Um welches Medikament geht es? Keytruda ist seit rund 12 Jahren auf dem Markt und gilt als Meilenstein in der Krebsforschung. «Keytruda ist ein Ausnahmemedikament, weil es die Immuntherapie gegen Krebs revolutioniert hat. Das Immunsystem gegen Krebs zu aktivieren war lange undenkbar» sagt Michael Nawrath, Analyst beim Finanzdienstleister Octavian.
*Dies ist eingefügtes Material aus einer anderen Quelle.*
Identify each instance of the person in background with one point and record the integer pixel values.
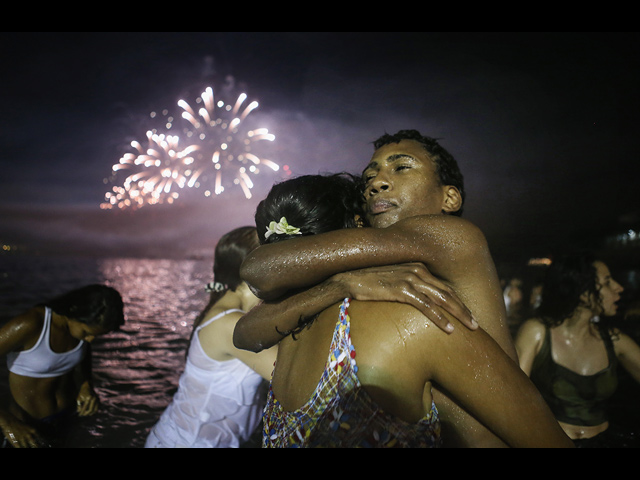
(220, 394)
(571, 354)
(49, 363)
(414, 194)
(361, 374)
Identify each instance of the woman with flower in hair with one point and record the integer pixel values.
(359, 374)
(220, 394)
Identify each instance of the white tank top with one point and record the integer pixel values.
(42, 362)
(218, 404)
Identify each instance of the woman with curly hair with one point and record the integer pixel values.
(571, 355)
(49, 361)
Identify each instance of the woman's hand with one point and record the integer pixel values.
(410, 283)
(87, 400)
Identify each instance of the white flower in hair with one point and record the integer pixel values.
(281, 228)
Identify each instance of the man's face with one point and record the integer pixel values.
(401, 182)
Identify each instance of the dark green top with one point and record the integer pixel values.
(573, 398)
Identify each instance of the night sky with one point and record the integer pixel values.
(544, 126)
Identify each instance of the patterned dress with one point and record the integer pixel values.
(340, 413)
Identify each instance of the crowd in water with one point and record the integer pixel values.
(362, 303)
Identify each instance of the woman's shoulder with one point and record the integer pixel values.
(24, 329)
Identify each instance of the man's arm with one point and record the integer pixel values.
(412, 284)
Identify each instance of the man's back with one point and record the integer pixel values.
(399, 354)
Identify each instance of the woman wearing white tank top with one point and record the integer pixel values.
(48, 361)
(220, 398)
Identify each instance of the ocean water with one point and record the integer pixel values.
(136, 369)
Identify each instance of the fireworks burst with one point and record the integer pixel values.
(217, 153)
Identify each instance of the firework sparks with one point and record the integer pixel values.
(218, 154)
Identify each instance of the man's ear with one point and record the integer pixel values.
(452, 199)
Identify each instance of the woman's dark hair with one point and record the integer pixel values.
(313, 203)
(93, 305)
(447, 167)
(231, 250)
(566, 279)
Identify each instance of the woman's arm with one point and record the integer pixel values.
(492, 388)
(412, 284)
(443, 243)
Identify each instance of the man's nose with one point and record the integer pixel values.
(378, 184)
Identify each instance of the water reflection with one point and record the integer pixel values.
(136, 369)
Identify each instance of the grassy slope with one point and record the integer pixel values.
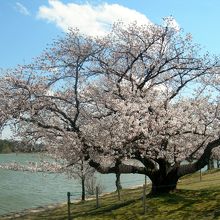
(193, 200)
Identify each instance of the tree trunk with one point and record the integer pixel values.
(83, 196)
(118, 182)
(164, 183)
(210, 164)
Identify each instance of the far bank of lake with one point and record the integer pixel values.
(24, 190)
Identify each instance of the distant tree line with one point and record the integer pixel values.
(10, 146)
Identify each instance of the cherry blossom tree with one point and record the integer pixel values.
(142, 93)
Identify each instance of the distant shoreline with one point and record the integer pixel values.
(24, 212)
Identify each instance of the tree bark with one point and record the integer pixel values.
(83, 196)
(118, 182)
(211, 164)
(165, 178)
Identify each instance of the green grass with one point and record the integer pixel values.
(194, 199)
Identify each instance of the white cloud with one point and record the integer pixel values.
(89, 19)
(22, 9)
(171, 22)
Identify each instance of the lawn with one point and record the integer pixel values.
(194, 199)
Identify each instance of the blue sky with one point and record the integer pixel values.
(27, 26)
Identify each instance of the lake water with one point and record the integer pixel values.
(23, 190)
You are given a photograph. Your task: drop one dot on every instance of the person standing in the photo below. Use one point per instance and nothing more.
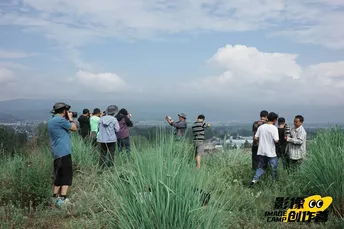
(94, 121)
(296, 143)
(267, 136)
(59, 127)
(198, 133)
(108, 127)
(84, 122)
(123, 135)
(256, 124)
(180, 126)
(283, 131)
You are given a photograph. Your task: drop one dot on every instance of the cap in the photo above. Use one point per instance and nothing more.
(281, 120)
(182, 115)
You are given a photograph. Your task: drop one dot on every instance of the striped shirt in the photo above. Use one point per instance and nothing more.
(296, 147)
(198, 131)
(255, 126)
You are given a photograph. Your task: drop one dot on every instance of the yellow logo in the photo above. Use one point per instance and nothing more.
(308, 209)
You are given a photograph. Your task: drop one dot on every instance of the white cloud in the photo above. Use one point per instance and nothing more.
(6, 76)
(6, 54)
(100, 82)
(78, 22)
(249, 74)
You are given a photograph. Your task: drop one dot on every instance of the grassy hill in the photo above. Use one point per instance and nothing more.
(120, 198)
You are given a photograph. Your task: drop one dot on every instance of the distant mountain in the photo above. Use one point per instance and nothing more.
(8, 118)
(39, 109)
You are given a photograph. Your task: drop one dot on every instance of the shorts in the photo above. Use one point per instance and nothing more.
(63, 171)
(199, 149)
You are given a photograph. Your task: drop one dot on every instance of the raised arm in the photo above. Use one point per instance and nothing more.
(299, 139)
(179, 124)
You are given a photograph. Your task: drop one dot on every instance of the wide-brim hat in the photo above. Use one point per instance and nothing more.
(111, 110)
(182, 115)
(60, 105)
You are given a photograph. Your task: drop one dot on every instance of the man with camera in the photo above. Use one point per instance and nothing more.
(59, 128)
(180, 126)
(296, 143)
(283, 131)
(255, 126)
(84, 122)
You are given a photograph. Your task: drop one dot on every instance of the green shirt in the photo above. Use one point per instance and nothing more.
(94, 120)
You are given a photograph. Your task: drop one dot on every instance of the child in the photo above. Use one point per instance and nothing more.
(198, 133)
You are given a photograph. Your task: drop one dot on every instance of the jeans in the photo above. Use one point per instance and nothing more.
(254, 157)
(124, 144)
(105, 150)
(263, 162)
(293, 165)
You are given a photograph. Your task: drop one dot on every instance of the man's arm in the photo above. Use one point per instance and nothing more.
(179, 124)
(299, 139)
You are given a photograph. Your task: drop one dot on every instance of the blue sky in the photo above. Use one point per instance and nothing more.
(237, 51)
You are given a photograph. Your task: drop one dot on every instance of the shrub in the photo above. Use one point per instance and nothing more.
(322, 173)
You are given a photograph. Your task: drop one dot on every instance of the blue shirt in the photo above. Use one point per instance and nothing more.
(58, 128)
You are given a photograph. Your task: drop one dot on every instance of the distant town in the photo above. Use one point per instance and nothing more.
(234, 134)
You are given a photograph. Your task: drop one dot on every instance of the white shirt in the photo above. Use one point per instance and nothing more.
(267, 134)
(297, 143)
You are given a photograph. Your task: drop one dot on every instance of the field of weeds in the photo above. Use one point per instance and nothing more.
(161, 188)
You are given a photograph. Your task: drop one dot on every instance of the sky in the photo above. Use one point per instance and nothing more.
(220, 52)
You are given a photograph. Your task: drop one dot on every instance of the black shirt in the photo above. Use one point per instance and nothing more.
(281, 135)
(85, 126)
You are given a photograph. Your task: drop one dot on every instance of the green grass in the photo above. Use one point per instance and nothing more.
(111, 199)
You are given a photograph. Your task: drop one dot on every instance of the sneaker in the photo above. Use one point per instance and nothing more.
(61, 201)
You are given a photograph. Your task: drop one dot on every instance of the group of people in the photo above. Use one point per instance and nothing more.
(198, 129)
(106, 129)
(271, 143)
(111, 128)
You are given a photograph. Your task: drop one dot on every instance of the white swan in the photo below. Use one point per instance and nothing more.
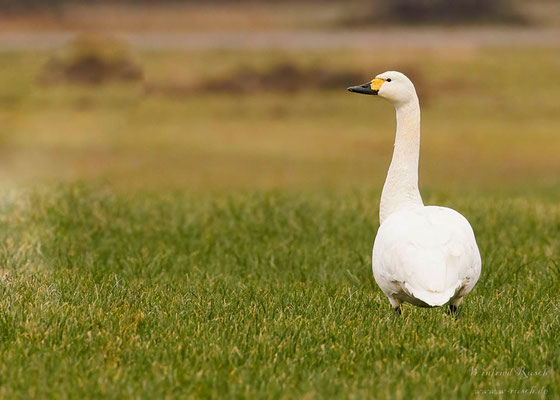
(423, 255)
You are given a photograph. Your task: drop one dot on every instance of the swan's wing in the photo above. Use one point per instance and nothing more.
(429, 252)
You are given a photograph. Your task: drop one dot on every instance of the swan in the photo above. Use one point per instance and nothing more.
(423, 255)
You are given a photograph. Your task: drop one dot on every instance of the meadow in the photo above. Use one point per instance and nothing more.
(172, 243)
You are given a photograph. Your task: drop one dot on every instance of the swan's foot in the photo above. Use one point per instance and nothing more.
(452, 310)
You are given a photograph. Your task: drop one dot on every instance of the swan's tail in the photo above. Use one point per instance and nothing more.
(432, 298)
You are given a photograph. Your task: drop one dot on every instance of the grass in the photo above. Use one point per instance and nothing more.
(261, 295)
(217, 246)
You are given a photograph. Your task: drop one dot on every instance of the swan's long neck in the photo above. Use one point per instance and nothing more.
(401, 186)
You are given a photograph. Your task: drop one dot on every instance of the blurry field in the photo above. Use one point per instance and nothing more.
(161, 241)
(489, 116)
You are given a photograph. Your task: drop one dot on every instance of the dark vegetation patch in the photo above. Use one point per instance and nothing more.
(91, 60)
(281, 78)
(438, 12)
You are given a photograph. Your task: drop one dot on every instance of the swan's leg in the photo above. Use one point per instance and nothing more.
(396, 304)
(454, 306)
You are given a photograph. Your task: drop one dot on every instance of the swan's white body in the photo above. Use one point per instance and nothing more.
(423, 255)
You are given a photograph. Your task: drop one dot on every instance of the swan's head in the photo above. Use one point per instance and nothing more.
(391, 85)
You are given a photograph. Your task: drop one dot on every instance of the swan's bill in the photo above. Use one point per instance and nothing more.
(371, 87)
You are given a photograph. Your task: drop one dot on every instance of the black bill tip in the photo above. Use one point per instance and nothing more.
(363, 89)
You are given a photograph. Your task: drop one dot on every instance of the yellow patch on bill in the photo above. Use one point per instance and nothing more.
(376, 83)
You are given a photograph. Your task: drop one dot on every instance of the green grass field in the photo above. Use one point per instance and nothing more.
(219, 246)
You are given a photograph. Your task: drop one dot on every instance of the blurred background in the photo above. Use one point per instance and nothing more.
(221, 95)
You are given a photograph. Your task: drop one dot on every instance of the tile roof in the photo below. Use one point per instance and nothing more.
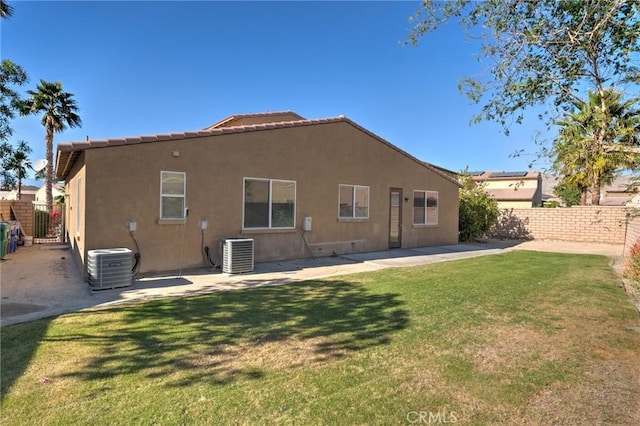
(68, 153)
(520, 194)
(256, 118)
(487, 176)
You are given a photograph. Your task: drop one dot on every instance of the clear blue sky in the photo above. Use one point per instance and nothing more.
(155, 67)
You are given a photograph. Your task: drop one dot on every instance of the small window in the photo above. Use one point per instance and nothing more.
(425, 207)
(353, 202)
(172, 195)
(269, 204)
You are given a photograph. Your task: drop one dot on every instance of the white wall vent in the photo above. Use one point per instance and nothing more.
(237, 255)
(109, 268)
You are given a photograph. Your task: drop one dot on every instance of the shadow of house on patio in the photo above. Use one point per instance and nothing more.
(234, 335)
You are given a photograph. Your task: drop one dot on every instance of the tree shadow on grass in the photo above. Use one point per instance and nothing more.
(235, 335)
(18, 344)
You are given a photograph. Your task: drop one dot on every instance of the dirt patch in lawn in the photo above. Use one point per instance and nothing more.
(599, 354)
(511, 346)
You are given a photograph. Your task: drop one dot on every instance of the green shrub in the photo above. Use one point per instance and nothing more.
(477, 211)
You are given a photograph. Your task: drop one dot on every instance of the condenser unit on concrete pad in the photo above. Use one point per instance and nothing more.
(109, 268)
(237, 255)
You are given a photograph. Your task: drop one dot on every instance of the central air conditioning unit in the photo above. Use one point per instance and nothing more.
(109, 268)
(237, 255)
Was kostete die Entwicklung von Keytruda? Die US-Herstellerin MSD verweist auf hohe Forschungs- und Entwicklungskosten. «Wie wir in zahlreichen bei der SEC eingereichten Unterlagen sowie in anderen öffentlich zugänglichen Geschäftsberichten offengelegt haben, hat MSD mehr als 30 Milliarden US‑Dollar in eigene interne klinische Entwicklungsprogramme investiert, weitere 14 Milliarden US‑Dollar in Forschungskooperationen und Akquisitionen zur Weiterentwicklung von Keytruda in Kombination mit anderen Wirkstoffen sowie 2 Milliarden US‑Dollar in Investitionen für den Ausbau unserer Prozesse und Produktionsanlagen», schreibt der Hersteller auf Anfrage von SRF. Gegen 50 Milliarden Dollar also. Das sei eines der grössten und kostenintensivsten pharmazeutischen Forschungs‑ und Entwicklungsprogramme, die jemals durchgeführt wurden
Von wo kommt Kritik? Doch Public Eye kommt zu einem anderen Schluss: Die Kosten würden sich auf knapp zwei Milliarden belaufen. «Selbst unter Berücksichtigung möglicher Misserfolge machen die F&E-Kosten nur knapp drei Umsatzprozente aus», sagt Patrick Durisch von der Nichtregierungsorganisation Public Eye .
Wer hat recht? Das lässt sich schwer sagen. Hersteller müssen die Forschungs-, Entwicklungs- und Herstellungskosten nicht öffentlich pro Medikament ausweisen. Analyst Michael Nawrath verweist auf eine Daumenregel. «Die Entwicklungskosten bei Krebsmedikamenten belaufen sich auf 2 bis 2.5 Milliarden Franken.» Aber das seien nur die Kosten für die erste Zulassung, also bis das Medikament zum ersten Mal (in einem Land) auf dem Markt ist. Dann folgten Studien für weitere Anwendungen bei anderen Krebsarten. Keytruda sei für rund 40 Krebsarten zugelassen. In den Augen der Kritiker sind diese Folgekosten aber deutlich tiefer – und oftmals handle es sich bei den neuen Zulassungen und Patenten um geringe Modifizierungen.
Wo landen die Milliarden? Pharmafirmen erwirtschaften mit Medikamenten trotz hoher Forschungskosten unter dem Strich oftmals hohe Gewinne. Und das, obwohl die Firmen – gerade in den USA – auch viel Geld ausgeben für deren Vermarktung. Die Firmen argumentieren, dass sie die Gewinne wieder in die Forschung und in Zukäufe stecken. «Nur eins von 10 Projekten ist erfolgreich», sagt Michael Nawrath. Das heisst: Die Medikamentenflops kosten nur, bringen aber keine Erträge.
Ginge es auch mit weniger Gewinn? Auf dem Papier wäre das gut möglich, in der Praxis aber sind die Firmen als Aktiengesellschaften an der Börse kotiert und damit eingebunden in die Finanzmärkte. «Ein Stück weit sind Pharmafirmen, die an den Börsen kotiert sind, Opfer des ständigen Wachstums, da auch Aktionäre befriedigt werden wollen», sagt Nawrath. Mit anderen Worten: Aktionärinnen und Aktionäre wollen tendenziell immer mehr Dividenden ausbezahlt bekommen. Kritiker finden, es brauche mehr Transparenz bei den Preisen und Patenten.